HC Deb 11 November 1954 vol 532 cc1400-1
33. Mr. Nally

asked the Secretary of State for the Home Department if he will conduct an inquiry into the circumstances under which all police authorities, whilst strictly enforcing the laws relating to betting and lotteries against religious, social and other organisations are failing to take cognisance of continued and open breaches of existing law by bookmakers and their employees.

Major Lloyd-George

No, Sir. This matter was considered by the Royal Commission on Betting, Lotteries and Gaming, who were satisfied that the police enforced the law relating to betting to the extent which their resources allow. I have no reason to think that this is not still the case.

Mr. Nally

Is the Minister really not aware that voluntary money-making ventures for worthy causes are being systematically closed by the same police authority which cannot, or will not, enforce the law against bookmakers, particularly in relation to street betting? Whilst appreciating the difficulties of the police, may I ask whether the Minister would not agree that it is time that the Government and the House made an honest attempt to improve a situation in which hyprocrisy is complete, corruption is not unknown, and the law is held in universal contempt?

Major Lloyd-George

The hon.

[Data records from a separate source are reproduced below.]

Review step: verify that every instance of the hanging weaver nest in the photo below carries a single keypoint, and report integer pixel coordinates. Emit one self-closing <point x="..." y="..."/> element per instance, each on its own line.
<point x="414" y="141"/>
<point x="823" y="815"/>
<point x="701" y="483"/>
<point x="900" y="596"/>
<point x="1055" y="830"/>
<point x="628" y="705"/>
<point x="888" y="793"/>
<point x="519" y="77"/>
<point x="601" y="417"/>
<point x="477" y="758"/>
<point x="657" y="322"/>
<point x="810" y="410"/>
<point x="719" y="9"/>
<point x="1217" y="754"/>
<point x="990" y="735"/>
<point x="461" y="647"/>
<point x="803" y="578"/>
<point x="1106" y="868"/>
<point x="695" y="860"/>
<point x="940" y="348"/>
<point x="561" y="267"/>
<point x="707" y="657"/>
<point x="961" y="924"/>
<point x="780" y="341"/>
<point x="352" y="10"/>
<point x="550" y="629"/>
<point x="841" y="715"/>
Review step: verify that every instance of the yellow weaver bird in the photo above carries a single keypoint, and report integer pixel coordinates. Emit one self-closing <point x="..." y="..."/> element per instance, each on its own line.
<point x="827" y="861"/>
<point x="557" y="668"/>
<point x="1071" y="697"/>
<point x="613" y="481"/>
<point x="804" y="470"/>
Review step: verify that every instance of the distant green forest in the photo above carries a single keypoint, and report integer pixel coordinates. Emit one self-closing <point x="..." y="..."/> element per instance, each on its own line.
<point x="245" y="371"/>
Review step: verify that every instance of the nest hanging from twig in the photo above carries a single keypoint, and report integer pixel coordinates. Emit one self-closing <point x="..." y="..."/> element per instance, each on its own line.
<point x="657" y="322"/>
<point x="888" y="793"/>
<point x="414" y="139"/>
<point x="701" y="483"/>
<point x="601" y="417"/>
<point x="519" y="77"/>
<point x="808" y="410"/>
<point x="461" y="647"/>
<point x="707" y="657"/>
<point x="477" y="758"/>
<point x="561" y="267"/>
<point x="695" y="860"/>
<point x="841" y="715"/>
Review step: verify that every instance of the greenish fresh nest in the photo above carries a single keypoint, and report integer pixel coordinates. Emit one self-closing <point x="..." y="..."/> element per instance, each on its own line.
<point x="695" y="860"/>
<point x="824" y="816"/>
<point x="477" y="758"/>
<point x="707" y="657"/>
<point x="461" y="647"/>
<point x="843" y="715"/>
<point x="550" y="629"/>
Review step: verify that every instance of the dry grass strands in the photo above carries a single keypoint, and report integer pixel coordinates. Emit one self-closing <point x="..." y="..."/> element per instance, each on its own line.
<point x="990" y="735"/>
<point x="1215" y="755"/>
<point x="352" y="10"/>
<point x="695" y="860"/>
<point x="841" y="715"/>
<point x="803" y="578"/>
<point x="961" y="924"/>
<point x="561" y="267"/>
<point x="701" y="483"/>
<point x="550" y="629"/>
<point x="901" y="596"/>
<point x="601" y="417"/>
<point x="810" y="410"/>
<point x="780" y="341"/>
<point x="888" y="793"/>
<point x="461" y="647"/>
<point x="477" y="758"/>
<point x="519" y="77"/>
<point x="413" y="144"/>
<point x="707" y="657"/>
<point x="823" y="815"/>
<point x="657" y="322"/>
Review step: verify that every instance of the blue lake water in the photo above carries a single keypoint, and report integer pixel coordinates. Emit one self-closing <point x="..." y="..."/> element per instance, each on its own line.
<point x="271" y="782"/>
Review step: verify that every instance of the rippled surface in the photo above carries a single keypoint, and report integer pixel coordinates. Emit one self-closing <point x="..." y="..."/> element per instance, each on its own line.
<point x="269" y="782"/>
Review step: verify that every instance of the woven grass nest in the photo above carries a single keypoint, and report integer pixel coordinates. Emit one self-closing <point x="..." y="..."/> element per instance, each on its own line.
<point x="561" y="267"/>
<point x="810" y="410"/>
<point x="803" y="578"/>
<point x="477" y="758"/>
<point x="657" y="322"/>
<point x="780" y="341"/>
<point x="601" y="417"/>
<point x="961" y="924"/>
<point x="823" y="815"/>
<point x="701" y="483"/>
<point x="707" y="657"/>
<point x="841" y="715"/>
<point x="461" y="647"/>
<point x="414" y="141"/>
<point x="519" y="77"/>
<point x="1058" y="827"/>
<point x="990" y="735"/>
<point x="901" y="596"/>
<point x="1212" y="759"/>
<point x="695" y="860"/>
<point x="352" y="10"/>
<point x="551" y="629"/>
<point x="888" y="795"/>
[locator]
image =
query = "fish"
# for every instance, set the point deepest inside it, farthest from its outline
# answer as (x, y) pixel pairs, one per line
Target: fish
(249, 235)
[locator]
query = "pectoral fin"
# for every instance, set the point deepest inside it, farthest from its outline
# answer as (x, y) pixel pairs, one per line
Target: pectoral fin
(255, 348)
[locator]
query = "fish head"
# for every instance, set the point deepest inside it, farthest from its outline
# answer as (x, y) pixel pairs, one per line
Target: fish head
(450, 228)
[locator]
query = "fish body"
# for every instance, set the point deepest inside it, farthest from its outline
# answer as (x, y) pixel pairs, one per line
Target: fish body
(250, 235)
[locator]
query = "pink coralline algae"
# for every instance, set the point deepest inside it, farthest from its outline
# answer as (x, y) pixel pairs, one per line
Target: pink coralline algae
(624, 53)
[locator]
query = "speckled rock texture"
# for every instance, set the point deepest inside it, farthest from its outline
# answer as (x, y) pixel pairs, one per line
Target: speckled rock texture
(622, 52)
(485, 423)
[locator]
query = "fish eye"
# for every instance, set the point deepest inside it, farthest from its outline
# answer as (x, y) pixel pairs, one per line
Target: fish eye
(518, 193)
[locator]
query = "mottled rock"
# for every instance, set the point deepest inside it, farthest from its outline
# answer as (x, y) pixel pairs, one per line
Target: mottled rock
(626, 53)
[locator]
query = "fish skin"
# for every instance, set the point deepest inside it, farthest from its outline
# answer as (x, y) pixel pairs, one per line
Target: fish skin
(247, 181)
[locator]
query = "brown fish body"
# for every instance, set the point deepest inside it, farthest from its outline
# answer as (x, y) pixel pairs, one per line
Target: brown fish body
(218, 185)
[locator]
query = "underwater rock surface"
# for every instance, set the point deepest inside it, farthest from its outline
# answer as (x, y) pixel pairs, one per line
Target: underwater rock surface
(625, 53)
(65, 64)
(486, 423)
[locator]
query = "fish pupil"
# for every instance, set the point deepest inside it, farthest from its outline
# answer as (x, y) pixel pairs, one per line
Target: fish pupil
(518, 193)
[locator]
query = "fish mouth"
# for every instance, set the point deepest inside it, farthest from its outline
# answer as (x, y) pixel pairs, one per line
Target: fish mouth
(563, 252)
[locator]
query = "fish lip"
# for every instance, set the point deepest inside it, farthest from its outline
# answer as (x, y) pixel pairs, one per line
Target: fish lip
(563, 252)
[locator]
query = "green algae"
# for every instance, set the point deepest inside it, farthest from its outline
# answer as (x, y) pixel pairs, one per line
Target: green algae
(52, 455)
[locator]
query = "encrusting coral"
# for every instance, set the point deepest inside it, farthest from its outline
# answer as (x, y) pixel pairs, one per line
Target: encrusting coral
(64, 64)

Gentleman will appreciate that this is an extremely difficult matter. I said in answering the Question that the Royal Commission itself felt that, within their resources, the police were doing what they could. One of the difficulties has been the considerable growth in the number and size of lotteries promoted for religious, social and athletic purposes.

Mr. Ede

Is the right hon. and learned Gentleman himself considering bringing forward legislation to deal with the problem of these lotteries?